I was struck by your tweet during the Legislative Data Transparency Conference from a couple of weeks ago: “If the gods reached down and banished all PDFs from the face of the earth, I’d be fine with that. #ldtc”
Maybe I don’t understand your tweet. If you believe legislative docs shouldn’t be rendered in PDF, how should they be rendered? For legislation, PDF serves a critical function – it is a publicly available rendition of the legal paper document. The concerns I have with the idea of sole use of non-PDF formats (i.e., XML) are: (1) authenticity, (2) missing page and line numbering for navigation and amendment language, (3) access time to load XML+XSL over the web for large files, and (4) dropped or added text due to XSLT errors and updates.
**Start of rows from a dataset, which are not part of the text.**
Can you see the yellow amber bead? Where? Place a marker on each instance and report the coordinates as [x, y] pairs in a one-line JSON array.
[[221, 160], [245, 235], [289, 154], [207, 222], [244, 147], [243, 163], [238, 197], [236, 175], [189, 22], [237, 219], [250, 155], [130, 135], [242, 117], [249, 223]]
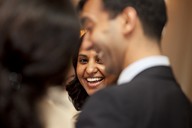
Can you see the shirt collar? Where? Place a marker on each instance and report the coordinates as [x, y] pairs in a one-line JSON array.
[[137, 67]]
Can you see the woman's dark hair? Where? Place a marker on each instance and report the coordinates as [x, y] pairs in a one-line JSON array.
[[36, 42], [76, 92]]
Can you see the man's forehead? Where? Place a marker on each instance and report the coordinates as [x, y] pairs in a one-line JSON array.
[[91, 7]]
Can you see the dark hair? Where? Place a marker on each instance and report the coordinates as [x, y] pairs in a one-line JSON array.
[[152, 13], [36, 42], [76, 92]]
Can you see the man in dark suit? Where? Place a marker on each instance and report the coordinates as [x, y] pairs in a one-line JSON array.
[[127, 34]]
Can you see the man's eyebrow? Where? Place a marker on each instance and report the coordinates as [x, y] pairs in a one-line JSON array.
[[82, 55]]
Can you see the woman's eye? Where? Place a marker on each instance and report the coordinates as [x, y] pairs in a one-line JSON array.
[[83, 61], [99, 61]]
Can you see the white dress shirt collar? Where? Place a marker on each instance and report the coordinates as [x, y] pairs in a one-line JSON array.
[[137, 67]]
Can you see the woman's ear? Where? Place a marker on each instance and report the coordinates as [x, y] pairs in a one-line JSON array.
[[129, 15]]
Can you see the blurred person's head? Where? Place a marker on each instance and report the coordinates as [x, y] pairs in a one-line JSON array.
[[90, 74], [36, 42], [124, 30]]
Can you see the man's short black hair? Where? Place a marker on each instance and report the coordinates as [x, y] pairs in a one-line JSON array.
[[152, 13]]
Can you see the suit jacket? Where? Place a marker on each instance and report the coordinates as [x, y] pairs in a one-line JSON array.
[[153, 99]]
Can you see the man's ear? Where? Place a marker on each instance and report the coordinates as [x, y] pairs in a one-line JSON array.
[[130, 18]]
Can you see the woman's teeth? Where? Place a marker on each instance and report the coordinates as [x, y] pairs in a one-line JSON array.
[[94, 79]]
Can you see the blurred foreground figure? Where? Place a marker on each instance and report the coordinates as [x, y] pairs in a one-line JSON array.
[[36, 42], [128, 33]]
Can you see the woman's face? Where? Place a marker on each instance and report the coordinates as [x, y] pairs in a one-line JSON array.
[[91, 70]]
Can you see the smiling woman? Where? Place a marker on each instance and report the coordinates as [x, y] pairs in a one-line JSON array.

I’d prefer that you ask the gods to include the source documents in all government-created PDF files – regardless of source file format.
What’s your beef with PDF?
This came from a guy who has worked with legislative data much longer than I have, knows Congressional documents cold, and generally has an excellent idea of what he is doing. I have a lot of respect for his judgment. I have three practical responses, one impractical one, and a conclusion that actually agrees with his, though somewhat reluctantly:
1) The idea that authenticity is tied to a particular rendering format is simply wrong, though the use of PDF for this purpose is comforting for those who crave a format that is recognizably print-like. That’s been talked about in many places, notably in recommendations to the House of Representatives Bulk Data Task Force a couple of years back.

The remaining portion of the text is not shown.